Matt Windman, amNY: Everything about "Violet" is extraordinary, from its captivating, character-driven storytelling and pulsating country-rock score to the focused direction from Leigh Silverman and pitch-perfect casting. Sutton Foster, a two-time Tony winner, gives her most expressive, deeply felt and vibrant performance to date, fully capturing the character's yearning and volatility. It ought to be required viewing for all aspiring stage actors. She is joined by the similarly excellent Joshua Henry, Colin Donnell, Alexander Gemignani, Annie Golden and Ben Davis.

Jesse Green, Vulture: But when it sings, Violet obviates such concerns. I don't mean just when it melodizes. Crawley's dialogue is as pungent and musical as his lyrics. And in Sutton Foster he and Tesori have found the ideal star. Foster has never been a vain actress, but here she seems to relish the opportunity to strip away everything inessential. (She has one costume, and it ain't pretty.) All spunk erased from her delivery, she's riveting in her portrayal of a woman who, despite everything, is ready to learn, from a black friend, about the thinness of skin. That's a very American story, in contrast, say, to The Cripple of Inishmaan, in which the title character's deformity particularizes the universal and irreversible ugliness of humanity. We're never even shown Violet's disfigurement - which, by the end, is the only thing wrong with her.

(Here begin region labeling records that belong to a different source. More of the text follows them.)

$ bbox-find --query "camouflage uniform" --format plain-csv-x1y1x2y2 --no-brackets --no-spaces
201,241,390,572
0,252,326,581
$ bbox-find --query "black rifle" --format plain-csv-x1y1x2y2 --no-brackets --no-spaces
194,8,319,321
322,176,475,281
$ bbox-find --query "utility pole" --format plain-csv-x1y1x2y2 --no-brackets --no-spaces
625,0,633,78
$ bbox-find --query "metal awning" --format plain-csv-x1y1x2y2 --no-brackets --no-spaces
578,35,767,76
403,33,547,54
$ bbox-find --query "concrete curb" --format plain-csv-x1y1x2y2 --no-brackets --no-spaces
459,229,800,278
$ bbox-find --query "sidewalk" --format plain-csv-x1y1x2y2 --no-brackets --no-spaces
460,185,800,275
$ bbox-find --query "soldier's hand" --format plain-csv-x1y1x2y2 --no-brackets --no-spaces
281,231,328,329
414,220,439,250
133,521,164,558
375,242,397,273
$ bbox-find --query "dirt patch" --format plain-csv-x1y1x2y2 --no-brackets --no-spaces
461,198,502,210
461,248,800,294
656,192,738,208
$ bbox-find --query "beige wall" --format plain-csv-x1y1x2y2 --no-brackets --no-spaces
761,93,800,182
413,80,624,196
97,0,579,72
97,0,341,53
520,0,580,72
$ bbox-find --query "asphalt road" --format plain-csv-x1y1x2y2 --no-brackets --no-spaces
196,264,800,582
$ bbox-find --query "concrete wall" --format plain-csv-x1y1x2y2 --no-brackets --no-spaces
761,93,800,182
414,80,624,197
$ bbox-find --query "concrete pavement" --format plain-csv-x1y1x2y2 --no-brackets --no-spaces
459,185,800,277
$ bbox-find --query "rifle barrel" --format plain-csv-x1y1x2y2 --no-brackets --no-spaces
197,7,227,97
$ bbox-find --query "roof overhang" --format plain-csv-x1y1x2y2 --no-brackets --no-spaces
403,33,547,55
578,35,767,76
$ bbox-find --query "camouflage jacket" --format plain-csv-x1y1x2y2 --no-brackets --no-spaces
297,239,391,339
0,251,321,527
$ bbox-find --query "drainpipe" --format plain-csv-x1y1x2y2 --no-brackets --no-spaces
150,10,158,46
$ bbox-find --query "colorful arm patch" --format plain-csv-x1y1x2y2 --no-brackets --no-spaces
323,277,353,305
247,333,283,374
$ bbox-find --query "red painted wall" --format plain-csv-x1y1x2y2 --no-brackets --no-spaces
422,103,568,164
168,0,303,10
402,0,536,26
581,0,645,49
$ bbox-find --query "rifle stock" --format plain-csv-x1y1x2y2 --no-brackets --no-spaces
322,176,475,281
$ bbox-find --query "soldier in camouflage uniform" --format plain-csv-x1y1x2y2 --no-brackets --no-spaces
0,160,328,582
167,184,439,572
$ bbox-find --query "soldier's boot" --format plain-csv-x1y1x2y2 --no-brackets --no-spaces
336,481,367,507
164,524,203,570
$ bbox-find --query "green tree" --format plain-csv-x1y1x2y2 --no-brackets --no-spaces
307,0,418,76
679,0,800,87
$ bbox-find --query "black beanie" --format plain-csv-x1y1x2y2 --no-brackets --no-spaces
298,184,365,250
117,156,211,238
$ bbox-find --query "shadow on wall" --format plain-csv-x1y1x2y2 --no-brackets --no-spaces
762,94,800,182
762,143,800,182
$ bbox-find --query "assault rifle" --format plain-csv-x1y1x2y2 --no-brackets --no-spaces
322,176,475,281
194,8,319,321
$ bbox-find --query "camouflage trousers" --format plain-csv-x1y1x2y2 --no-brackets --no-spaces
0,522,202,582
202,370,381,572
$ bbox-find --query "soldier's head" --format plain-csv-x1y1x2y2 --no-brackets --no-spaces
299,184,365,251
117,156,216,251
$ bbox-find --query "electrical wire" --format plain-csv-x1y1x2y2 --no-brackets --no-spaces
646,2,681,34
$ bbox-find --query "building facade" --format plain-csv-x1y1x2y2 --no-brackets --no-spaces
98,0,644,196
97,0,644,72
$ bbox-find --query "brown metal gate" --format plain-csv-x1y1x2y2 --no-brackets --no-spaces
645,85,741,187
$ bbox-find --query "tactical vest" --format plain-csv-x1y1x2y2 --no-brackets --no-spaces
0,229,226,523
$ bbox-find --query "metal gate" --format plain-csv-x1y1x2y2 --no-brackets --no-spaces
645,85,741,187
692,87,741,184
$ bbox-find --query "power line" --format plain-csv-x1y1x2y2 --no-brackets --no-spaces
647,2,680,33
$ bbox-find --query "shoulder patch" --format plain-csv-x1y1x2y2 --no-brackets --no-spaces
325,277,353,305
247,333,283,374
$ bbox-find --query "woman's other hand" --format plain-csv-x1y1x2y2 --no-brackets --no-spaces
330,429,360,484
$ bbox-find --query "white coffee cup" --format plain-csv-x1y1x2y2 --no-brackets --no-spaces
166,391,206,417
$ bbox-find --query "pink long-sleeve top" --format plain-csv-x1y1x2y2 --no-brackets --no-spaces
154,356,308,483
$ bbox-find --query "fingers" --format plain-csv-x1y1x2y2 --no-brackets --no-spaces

Steven Suskin, Huffington Post: If Foster is exceptional in the title role, she is strongly supported by Henry, Donnell and especially the teen-aged Steele. Director Leigh Silverman (Chinglish) enhances her Encores work, taking the show's built-in production concept--a bus consisting solely of chairs, the heroine's disfiguring deformity suggested only by the facial reactions of the other actors--and using them to great advantage. The nine-piece band and the strong chorus are firmly led by music director Michael Rafter, who has a long history with both Foster and Tesori.